Monday, May 21, 2012

Citi's Matt King on deposit flight likely to pick up speed in the EU

Citi's Matt King has published a note (hat tip ZeroHedge) in which he lays out the case for why deposit flight from the EU peripheral countries is likely to accelerate.


The trouble, as we see it, is that bondholders are not at heart the wolf pack Swedish Finance Minister Anders Borg famously made them out to be. Sheep, or perhaps wildebeest, would be a more accurate description.

Bondholders and depositors alike have only limited upside, but lots of downside. They therefore tend to graze quietly upon their coupons or interest payments, relying on others – such as the rating agencies – to warn them of oncoming fundamental risks. Even if individual investors are often very sophisticated, they are constrained by those who set their benchmarks and risk guidelines, which tend to be much slower moving.
Please notice the reliance on others for a warning about oncoming financial risks.

This confirms your humble blogger's observation that market participants are dependent on the financial regulators to both properly assess the risk of the banks and to communicate this risk.  Communication which the financial regulator's focus on safety and soundness prevents from occurring.
Once the flock has been disturbed, though, it can run quite quickly. 
Just look at what happened with structured finance and private labeled RMBS deals.
And once it has changed its mind about a given risk, it can be almost impossible to get it to turn back.
What is required to get it to turn back is ultra transparency as it is only with ultra transparency that all the information necessary for independently assessing the risk of a bank or security is available.
Those dropping Spain and Italy from their benchmarks, shifting their mandates towards AAA-only, or moving deposits away from peripherals, are very unlikely to return in a hurry. If anything, we think the risk is of acceleration. And it would seem that, having been disturbed once or twice already, investors are proving more alert to potential signs of danger in Spain and Italy than they were in Greece, Ireland and Portugal. Although the threshold for domestic capital flight looks to be higher than that for a retrenchment by foreigners, there is every sign that foreigners are pulling back already.

How far is the flock likely to run? In Greece, Ireland, and Portugal, foreign deposits have fallen by an average of 52%, and foreign government bond holdings by an average of 33%, from their peaks (Figure 18). The same move in Spain and Italy, taking into account the fall that has taken place already, would imply a further €215bn and €214bn in capital flight respectively, skewed towards deposits in the case of Spain and towards government bonds in the case of Italy (Figure 19).

Although large, if these flows occur slowly enough, they might not represent a major problem. After all, Portugal’s banks have managed to replace fleeing foreign deposits with domestic ones, and ECB repo should allow a further ramp-up in banks’ holdings of government bonds.

But we think the risks are skewed towards larger outflows occurring considerably more rapidly. Admittedly there are a great many unknowns, including the potential policy response.

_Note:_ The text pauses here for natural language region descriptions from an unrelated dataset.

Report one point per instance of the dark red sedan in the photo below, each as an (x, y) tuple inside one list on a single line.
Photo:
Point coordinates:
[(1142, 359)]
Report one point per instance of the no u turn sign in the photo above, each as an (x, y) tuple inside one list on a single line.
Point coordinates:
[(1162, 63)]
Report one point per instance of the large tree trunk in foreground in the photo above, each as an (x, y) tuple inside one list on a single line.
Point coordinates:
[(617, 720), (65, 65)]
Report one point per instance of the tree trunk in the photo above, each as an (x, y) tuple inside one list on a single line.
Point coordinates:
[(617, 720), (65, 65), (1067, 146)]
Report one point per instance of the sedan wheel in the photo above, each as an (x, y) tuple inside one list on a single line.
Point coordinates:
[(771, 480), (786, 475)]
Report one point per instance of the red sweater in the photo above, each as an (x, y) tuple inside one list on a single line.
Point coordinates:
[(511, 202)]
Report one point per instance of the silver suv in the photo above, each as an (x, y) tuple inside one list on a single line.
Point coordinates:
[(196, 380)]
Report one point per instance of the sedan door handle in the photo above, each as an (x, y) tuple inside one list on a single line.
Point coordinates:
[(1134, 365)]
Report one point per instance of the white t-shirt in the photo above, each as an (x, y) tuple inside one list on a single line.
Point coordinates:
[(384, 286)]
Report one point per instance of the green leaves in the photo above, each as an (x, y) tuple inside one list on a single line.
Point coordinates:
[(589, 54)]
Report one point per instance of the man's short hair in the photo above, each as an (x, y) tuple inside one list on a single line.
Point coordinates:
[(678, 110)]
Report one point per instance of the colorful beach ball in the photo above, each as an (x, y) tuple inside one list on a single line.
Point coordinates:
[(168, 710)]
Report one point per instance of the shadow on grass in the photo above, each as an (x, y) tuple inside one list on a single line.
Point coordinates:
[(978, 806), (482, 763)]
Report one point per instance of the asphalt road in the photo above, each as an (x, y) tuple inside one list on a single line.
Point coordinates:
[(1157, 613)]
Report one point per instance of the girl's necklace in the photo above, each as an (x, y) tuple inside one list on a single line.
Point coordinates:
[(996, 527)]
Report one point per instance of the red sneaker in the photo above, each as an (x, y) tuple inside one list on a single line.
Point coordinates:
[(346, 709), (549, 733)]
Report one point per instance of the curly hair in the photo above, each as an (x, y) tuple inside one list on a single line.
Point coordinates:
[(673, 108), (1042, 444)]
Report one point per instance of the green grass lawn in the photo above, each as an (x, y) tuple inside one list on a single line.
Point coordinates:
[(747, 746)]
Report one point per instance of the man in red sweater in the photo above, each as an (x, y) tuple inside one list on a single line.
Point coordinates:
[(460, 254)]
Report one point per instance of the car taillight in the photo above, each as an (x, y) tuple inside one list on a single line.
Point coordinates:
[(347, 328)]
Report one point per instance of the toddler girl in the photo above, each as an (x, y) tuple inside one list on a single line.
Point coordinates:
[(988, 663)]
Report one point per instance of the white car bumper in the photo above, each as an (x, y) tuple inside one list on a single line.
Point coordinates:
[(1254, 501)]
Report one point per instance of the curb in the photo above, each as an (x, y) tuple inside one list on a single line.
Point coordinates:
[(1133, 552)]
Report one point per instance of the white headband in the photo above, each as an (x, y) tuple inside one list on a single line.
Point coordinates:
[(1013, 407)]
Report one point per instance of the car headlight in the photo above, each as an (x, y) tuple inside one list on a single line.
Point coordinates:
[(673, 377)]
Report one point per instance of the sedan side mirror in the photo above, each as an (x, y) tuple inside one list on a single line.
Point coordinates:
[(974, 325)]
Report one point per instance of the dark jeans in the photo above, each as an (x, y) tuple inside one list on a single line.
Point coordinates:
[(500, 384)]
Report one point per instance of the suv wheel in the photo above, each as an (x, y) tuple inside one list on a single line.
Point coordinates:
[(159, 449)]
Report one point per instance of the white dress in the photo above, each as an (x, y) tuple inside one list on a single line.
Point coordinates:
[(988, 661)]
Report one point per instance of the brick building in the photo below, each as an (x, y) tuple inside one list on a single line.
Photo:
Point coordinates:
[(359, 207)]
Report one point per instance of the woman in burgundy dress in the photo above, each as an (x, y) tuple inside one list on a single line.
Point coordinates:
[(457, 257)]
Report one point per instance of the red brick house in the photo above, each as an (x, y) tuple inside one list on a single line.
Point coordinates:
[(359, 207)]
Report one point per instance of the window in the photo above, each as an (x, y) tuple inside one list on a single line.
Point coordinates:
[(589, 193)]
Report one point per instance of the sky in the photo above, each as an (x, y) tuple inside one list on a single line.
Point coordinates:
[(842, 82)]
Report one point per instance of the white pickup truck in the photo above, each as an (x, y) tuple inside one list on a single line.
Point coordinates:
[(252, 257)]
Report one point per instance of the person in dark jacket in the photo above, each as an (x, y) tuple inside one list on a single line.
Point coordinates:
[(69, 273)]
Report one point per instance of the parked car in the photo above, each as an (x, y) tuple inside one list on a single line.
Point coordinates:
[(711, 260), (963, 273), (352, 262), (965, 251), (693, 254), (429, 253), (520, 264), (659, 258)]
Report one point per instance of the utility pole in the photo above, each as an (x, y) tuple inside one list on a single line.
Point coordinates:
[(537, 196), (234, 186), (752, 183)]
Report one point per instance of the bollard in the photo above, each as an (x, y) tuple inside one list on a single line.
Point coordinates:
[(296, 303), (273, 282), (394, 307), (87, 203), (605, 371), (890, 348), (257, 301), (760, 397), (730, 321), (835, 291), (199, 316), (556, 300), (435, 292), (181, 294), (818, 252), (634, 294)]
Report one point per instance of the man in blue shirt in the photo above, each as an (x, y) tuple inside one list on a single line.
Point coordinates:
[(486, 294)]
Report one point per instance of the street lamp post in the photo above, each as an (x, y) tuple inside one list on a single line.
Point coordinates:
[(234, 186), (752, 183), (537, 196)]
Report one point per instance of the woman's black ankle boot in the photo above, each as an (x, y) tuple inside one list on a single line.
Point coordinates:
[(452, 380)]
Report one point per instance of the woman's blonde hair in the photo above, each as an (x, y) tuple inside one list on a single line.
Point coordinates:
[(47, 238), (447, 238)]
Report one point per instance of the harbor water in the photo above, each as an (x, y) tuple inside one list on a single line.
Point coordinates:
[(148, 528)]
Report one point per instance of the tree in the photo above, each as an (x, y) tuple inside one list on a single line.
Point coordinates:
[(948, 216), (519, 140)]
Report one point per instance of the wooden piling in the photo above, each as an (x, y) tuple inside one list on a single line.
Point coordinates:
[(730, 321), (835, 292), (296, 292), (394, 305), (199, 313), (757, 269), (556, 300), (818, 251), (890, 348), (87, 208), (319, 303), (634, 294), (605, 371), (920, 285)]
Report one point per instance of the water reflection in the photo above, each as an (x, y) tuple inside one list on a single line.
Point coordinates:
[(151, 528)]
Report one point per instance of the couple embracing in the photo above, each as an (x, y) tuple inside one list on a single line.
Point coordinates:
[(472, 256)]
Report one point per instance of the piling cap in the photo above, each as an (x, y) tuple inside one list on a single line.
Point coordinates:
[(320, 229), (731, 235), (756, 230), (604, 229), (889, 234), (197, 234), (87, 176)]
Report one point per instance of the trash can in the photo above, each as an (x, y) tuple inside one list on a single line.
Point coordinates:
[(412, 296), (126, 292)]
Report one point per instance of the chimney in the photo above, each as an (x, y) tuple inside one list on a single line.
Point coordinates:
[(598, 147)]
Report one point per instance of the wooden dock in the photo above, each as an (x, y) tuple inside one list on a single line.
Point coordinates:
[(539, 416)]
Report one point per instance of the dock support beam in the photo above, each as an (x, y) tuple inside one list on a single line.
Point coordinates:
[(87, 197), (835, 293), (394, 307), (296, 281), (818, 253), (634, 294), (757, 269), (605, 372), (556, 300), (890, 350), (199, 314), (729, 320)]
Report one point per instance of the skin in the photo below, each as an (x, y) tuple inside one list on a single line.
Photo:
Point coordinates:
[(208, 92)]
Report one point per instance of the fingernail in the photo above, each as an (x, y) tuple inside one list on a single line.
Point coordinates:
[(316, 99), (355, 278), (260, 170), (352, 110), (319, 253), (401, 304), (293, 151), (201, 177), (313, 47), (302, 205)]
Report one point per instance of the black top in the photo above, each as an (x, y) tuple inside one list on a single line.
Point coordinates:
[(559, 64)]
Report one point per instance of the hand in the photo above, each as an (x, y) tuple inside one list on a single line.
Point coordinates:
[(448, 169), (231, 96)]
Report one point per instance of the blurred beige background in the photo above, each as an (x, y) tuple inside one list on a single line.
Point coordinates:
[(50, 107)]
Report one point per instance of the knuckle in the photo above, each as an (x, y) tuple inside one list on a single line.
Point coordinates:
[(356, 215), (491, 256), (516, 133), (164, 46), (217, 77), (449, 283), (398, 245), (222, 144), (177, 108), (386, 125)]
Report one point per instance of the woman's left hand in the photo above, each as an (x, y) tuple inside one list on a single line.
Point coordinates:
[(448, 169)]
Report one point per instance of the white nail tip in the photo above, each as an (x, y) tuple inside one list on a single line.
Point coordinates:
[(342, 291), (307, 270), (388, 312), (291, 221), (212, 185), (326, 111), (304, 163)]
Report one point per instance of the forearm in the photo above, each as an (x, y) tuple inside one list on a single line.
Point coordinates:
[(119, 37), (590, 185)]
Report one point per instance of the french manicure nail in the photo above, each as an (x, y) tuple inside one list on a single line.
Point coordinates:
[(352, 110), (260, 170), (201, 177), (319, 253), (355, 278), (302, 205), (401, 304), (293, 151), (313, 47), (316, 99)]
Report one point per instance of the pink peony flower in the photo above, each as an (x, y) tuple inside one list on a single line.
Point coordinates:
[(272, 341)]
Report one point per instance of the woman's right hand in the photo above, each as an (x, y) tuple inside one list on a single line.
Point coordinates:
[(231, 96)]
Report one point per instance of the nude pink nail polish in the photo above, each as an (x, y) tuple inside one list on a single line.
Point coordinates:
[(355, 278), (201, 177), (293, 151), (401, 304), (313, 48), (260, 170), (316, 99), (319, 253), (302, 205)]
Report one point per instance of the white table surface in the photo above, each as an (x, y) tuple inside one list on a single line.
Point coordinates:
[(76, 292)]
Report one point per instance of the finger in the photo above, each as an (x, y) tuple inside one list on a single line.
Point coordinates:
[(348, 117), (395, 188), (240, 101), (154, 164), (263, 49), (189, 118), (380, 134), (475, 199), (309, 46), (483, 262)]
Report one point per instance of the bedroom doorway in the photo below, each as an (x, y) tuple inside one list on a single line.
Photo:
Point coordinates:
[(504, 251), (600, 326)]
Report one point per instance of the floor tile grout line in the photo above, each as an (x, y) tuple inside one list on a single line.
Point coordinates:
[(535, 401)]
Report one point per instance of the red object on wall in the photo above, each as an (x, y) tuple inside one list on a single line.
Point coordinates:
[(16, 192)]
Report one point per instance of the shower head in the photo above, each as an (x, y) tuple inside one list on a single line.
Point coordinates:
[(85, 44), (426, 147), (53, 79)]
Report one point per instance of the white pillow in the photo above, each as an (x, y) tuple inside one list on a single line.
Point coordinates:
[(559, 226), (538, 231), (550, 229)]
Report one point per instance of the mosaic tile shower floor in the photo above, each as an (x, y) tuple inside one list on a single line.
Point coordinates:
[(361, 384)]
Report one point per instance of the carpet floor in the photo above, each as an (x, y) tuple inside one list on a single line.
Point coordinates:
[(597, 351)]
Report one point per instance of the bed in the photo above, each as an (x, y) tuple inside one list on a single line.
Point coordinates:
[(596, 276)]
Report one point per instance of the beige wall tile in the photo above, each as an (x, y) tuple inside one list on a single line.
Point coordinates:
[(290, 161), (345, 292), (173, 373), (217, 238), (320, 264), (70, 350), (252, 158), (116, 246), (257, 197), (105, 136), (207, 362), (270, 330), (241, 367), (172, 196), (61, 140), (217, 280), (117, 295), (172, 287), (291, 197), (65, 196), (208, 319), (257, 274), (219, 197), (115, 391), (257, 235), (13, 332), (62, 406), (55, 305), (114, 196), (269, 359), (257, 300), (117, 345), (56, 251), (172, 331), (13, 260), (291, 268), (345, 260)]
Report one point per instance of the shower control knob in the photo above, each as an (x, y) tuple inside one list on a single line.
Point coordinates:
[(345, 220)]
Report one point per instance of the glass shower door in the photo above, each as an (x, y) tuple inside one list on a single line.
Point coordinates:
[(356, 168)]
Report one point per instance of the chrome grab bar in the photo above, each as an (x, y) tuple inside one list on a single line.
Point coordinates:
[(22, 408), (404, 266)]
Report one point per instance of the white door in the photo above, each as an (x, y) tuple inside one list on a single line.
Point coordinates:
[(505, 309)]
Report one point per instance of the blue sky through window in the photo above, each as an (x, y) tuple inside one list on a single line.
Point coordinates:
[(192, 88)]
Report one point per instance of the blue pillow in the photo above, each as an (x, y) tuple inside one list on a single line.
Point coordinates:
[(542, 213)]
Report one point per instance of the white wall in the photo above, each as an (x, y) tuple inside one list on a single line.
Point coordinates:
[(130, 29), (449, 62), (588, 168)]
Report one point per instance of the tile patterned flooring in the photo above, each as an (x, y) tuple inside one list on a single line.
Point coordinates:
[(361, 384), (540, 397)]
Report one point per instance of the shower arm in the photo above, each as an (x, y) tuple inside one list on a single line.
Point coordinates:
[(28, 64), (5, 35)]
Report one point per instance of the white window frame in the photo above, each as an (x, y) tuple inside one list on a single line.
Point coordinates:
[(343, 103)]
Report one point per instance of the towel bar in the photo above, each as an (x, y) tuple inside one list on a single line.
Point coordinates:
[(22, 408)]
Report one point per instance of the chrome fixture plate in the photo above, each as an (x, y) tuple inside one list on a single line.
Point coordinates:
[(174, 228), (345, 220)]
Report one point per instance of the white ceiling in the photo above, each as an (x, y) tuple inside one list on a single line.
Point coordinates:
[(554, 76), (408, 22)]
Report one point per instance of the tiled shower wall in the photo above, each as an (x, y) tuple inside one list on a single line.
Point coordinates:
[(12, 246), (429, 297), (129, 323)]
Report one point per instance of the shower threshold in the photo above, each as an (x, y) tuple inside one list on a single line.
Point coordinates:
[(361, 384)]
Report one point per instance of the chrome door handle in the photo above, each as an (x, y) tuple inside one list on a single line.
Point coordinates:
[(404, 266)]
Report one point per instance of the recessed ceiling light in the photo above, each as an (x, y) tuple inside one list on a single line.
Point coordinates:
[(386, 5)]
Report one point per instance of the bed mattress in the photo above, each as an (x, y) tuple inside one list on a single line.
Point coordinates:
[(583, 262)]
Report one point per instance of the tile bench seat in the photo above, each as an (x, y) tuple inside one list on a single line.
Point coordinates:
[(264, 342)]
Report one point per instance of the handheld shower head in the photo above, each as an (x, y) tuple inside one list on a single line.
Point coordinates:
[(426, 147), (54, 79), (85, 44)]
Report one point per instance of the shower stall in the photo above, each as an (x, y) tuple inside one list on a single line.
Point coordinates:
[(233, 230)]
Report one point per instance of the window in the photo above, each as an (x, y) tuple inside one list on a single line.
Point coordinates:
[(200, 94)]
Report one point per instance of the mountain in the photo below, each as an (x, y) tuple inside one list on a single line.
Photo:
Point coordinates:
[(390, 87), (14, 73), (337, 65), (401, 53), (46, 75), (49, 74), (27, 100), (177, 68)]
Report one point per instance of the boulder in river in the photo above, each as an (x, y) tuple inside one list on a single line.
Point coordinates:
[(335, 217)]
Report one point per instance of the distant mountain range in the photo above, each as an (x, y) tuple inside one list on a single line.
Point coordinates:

But none of these estimates allow for the possibility of domestic deposit flight. In the case of a Greek exit from the euro, that outcome seems highly likely. Nor is there any sign that the flight from Ireland and Portugal is diminishing (if anything, we expect the opposite).
Something that this blog has been documenting.  Apparently Mr. King also sees hiring third parties like BlackRock Solutions and Goldman as worthless in slowing down the run on the banks.
Moreover, banks’ appetite to buy further government bonds may prove limited if they start to suffer deposit flight – and all the more so if they suspect that deposit flight stems in part from their holdings of government bonds
A negative feedback loop.
Above all, though, we think capital flight, like so much in markets, is a self-reinforcing process. Provided other depositors and bondholders are grazing quietly, there is no reason to run. But as risks come ever more into the spotlight – whether through the TARGET2 imbalances, benchmark shifts or the threat of EMU exit in Greece – the unattractiveness of the risk-reward becomes ever more obvious.
To our minds, capital flight will stop only once there is decisive policy intervention. The longer investors have to wait for this, the more decisive it will need to be. Even a Euro area-wide deposit guarantee scheme might struggle to be credible if investors fear the incentives for redenomination are strong enough...
What is needed to prevent the capital flight in the first place is a combination of a Euro area-wide deposit guarantee scheme plus the adoption of the Swedish model with ultra transparency.  The adoption of the Swedish model with ultra transparency sends the signal that the banks will be cleaned up and henceforth be subject to market discipline to restrain their risk taking.
Quite simply, investors in ‘safe assets’ need to be reasonably sure they will get their money back. Foreign investors in peripherals can no longer be sure of that.

1 comment:

Unknown said...

I wrote a post a while ago asking the question of whether the massive imbalances under TARGET 2 are cause for concern.

http://tyillc.blogspot.com/2012/03/is-massive-imbalance-in-eurozone.html

The conclusion is it depends on whether the Eurosystem is making sure that it has collateral worth more than the value of the loans it extends.